Visitors observe the scene as if they were standing that day at a central point on the summit of the Malakhov Hill, one now occupied by the monument to Admiral Kornilov. Franz Rubo was the principal artist of the Panorama. Born in Odessa of French origin, he lived for most of his working life (1856–1928) in Germany. Assisted by two other painters and twenty students of the Bavarian Academy of Arts in Munich, Rubo took three years (1902–04) to complete the work. In parallel, V. A. Feldman, architect, and O. I. Anberg, military engineer, designed and constructed the building to hold the great canvas.

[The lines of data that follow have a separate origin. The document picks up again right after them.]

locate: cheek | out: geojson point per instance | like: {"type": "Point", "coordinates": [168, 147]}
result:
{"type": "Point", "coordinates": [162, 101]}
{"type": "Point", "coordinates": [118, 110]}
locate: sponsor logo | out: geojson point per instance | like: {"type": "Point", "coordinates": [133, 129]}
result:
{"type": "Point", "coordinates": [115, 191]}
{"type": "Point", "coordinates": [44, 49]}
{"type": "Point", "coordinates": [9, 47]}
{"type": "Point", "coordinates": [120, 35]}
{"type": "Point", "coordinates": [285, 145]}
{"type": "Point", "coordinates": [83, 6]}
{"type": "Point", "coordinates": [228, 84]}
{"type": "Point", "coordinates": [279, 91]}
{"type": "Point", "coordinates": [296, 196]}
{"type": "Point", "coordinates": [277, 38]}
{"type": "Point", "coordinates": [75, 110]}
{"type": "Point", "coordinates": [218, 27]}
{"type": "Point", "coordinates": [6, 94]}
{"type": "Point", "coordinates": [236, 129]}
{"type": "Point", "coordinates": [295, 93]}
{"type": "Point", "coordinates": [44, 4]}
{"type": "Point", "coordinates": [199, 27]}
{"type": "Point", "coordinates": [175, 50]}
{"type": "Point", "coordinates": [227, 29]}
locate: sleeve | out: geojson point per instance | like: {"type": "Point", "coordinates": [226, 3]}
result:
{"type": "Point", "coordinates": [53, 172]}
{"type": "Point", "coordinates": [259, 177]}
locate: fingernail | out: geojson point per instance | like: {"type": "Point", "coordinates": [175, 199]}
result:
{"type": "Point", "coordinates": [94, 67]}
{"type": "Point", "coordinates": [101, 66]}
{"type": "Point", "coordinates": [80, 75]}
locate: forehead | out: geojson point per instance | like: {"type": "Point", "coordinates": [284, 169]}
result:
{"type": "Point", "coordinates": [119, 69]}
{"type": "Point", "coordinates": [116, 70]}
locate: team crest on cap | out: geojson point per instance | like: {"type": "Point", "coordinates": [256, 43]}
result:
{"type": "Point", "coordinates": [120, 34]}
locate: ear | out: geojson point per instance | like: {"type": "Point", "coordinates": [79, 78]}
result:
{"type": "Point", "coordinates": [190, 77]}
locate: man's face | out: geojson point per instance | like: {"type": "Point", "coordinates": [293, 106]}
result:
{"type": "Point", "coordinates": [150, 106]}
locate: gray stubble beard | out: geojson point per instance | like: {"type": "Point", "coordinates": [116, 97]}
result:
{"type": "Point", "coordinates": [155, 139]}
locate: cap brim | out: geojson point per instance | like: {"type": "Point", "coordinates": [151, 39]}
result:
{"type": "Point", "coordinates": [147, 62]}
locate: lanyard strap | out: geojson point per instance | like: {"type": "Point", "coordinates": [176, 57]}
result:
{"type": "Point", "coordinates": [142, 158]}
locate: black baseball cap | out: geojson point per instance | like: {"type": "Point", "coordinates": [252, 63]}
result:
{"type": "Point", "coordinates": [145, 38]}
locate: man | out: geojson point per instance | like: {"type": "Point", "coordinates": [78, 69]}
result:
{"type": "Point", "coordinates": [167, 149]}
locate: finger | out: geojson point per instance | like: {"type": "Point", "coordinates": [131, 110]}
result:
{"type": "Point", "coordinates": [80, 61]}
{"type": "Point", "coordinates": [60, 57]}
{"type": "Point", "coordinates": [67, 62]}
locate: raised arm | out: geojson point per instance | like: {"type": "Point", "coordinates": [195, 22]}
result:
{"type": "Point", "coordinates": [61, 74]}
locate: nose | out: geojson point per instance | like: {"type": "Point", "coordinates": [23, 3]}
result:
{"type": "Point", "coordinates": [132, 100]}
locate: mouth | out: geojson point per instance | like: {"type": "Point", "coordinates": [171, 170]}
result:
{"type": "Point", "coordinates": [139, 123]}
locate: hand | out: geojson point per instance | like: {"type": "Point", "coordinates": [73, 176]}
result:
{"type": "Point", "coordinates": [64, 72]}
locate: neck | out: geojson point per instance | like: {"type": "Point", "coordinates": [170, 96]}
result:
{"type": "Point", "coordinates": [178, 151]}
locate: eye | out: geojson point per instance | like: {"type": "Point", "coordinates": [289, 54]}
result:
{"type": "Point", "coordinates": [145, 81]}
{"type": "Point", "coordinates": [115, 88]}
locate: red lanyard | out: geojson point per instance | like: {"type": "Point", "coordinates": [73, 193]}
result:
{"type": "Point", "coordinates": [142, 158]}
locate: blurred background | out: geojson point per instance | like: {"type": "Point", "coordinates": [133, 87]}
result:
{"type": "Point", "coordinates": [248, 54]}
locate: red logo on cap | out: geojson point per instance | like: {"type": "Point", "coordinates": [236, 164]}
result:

The Panorama Museum has welcomed many famous visitors, including British prime minister Winston Churchill, who came briefly to Sevastopol following the Yalta conference in mid February 1945. I describe this event:
On 13 February 1945, Churchill took the opportunity to inspect the Balaklava battlefield, where his Soviet hosts were much keener to describe more recent fighting than to assist their distinguished guest in viewing the site of the infamous charge of 25 October 1854. The Prime Minister recalled: ‘I visited the scene, accompanied by … the Russian admiral commanding the Black Sea Fleet, who had orders from Moscow to be in attendance whenever I came ashore…. As Peake pointed to the line on which the Light Brigade had been drawn up the Russian admiral pointed in almost the same direction and exclaimed “the German tanks came at us from over there.” When Peake outlined the Russian dispositions at the battle of Balaklava, their Russian host ‘intervened with obvious pride’, pointing out ‘that is where a Russian battery fought and died to the last man’. Churchill replied to explain that the British party was ‘studying a different war’ – one of ‘dynasties, not of peoples’. Although the Russian ‘gave no sign of comprehension’ the British leader thought that the admiral seemed ‘perfectly satisfied’ and all ‘passed off very pleasantly.’
Both the Lazarev Naval Library and the Panorama Museum have requested further copies of Sevastopol’s Wars. In the meantime, I thank the directors and staff of both institutions for their interest and assistance in the research and writing of the book, and not least to Tanya Bukharina for presenting the copies.